If you want Mackinac, you really need a full day (2 nights min) so that would mean it might be best for a different Michigan trip. One location I just thought of would be Hartwick Pines. It's a stand of virgin white pines, the last one left in Michigan after the 1800's logging effort. It's neat to take a tour of the grove and they have a logging museum there as well. It's along I-75 on your way home.


----------



## leaderdogmom

Nathan said:


> If you want Mackinac, you really need a full day (2 nights min) so that would mean it might be best for a different Michigan trip. One location I just thought of would be Hartwick Pines. It's a stand of virgin white pines, the last one left in Michigan after the 1800's logging effort. It's neat to take a tour of the grove and they have a logging museum there as well. It's along I-75 on your way home.


x2 on Hartwick Pines State Park. It's one of our favorites in Michigan. We camped there in October, very nice campground and one of the few Michigan state parks with full hookups. There is a really nice paved walking trail at the logging museum that's not to be missed. And if you camp there, Mackinac is only @ 1 1/2 hours max north of there if you want to spent the day at Mackinac Island. That is definitly a place not to miss in Michigan.


----------



## whodey

Mark,

We are all talking about a Michigan trip down here also next summer. We still have to find the week that suits everyone's schedule and where. Maybe somebody up there in Michigan might plan a Michigan Rally







and could call it the BIG Midwest Rally. Outbackmac was checking into Millcreek CG. I will be keeping an eye on this post to see what happens.

Mike


----------



## H2oSprayer

Jerry and I started talking about doing a Michigan trip back at the Cedar Point rally. As we have had to already pick our vacation time for next year, I selected August 1st - 13th and set aside the time for a Michigan trip. I let Jerry know the dates and he was going to check to see if the dates would work for them. Depending on how the DW is doing next summer, we plan on staying a few days at Tahquamenon Falls and then off to the Mackinac Island area and possibly even an overnight on the island (without the Outback of course). It sounds like we may have two other of my coworkers families join us as well. It could make for a fun rally







I promise I would keep the for sale signs at home Jerry!!


----------



## puffer

Hartwick pines Grayling Mi has a lot of trails,logging museums,and old growth forests. Been there many times and still enjoy it.


----------



## Fanatical1

Wow! A lot of great ideas. I'm still thinking Sleeping Bear, maybe Silver Lake and now Harwick Pines as a stopover, but it's still early in the planning process. I think it will take another trip to Michigan to see everything I want to see.

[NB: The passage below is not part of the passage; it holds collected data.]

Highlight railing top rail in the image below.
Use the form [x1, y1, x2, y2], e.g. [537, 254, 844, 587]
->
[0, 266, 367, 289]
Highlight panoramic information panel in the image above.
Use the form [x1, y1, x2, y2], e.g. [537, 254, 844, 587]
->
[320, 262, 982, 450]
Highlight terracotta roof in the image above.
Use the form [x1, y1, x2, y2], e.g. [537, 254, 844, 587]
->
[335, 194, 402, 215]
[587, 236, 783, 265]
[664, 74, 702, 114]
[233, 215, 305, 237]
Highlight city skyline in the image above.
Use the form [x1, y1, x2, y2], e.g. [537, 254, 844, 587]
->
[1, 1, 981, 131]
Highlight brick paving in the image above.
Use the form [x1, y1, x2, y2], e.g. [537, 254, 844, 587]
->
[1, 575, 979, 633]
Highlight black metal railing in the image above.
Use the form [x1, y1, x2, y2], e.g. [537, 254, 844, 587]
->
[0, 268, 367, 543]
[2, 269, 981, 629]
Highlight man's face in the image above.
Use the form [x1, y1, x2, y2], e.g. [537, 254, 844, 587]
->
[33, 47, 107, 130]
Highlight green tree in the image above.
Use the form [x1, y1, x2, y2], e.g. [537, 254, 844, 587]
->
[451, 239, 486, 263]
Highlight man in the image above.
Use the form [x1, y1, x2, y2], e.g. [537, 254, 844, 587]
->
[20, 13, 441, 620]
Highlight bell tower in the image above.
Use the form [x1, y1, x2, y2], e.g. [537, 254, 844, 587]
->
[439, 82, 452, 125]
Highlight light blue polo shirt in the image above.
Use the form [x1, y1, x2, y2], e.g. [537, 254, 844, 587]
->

If a rally develops, I could very easily be convinced to join in for a few days!


----------



## Fanatical1

Well we finally were able to make our reservations for our Michagan trip!









First of all, Sleeping Bear National Campground is just crazy hard to get sites!! Must be a great place
to camp and see.... We ended up deciding to go to Silver Lake (Silver LakeRV) on July 31st through August 3rd and then go to Sleeping Bear NP on August 4th through August 7th.

We would love it if any other Outbackers can hook up with us and our friends!

Counting down the days now....


----------



## BritsOnTour

Awesome, you will love Sleeping Bear. If you do the Junior Ranger program, go to the boat rescue ranger program at the end of the Park (the cg is a little drive from many of the activities but they have some programs at the amphitheater) and walk past the lifeboat station to the beach - that was my favorite afternoon there, the lake was SO clear and beautiful, the sand was gorgeous, could've sat there for hours.

Enjoy!
Ali


----------



## Fanatical1

BritsOnTour said:


> Awesome, you will love Sleeping Bear. If you do the Junior Ranger program, go to the boat rescue ranger program at the end of the Park (the cg is a little drive from many of the activities but they have some programs at the amphitheater) and walk past the lifeboat station to the beach - that was my favorite afternoon there, the lake was SO clear and beautiful, the sand was gorgeous, could've sat there for hours.
> 
> Enjoy!
> Ali


Thanks Ali!

I will call the park and look into the Junior Rangers program. Sounds great. Look's like your on a cross country adventure 
this year! Let us know if you and your family come across Ohio on your way home. We would love to camp with you.

Mark


----------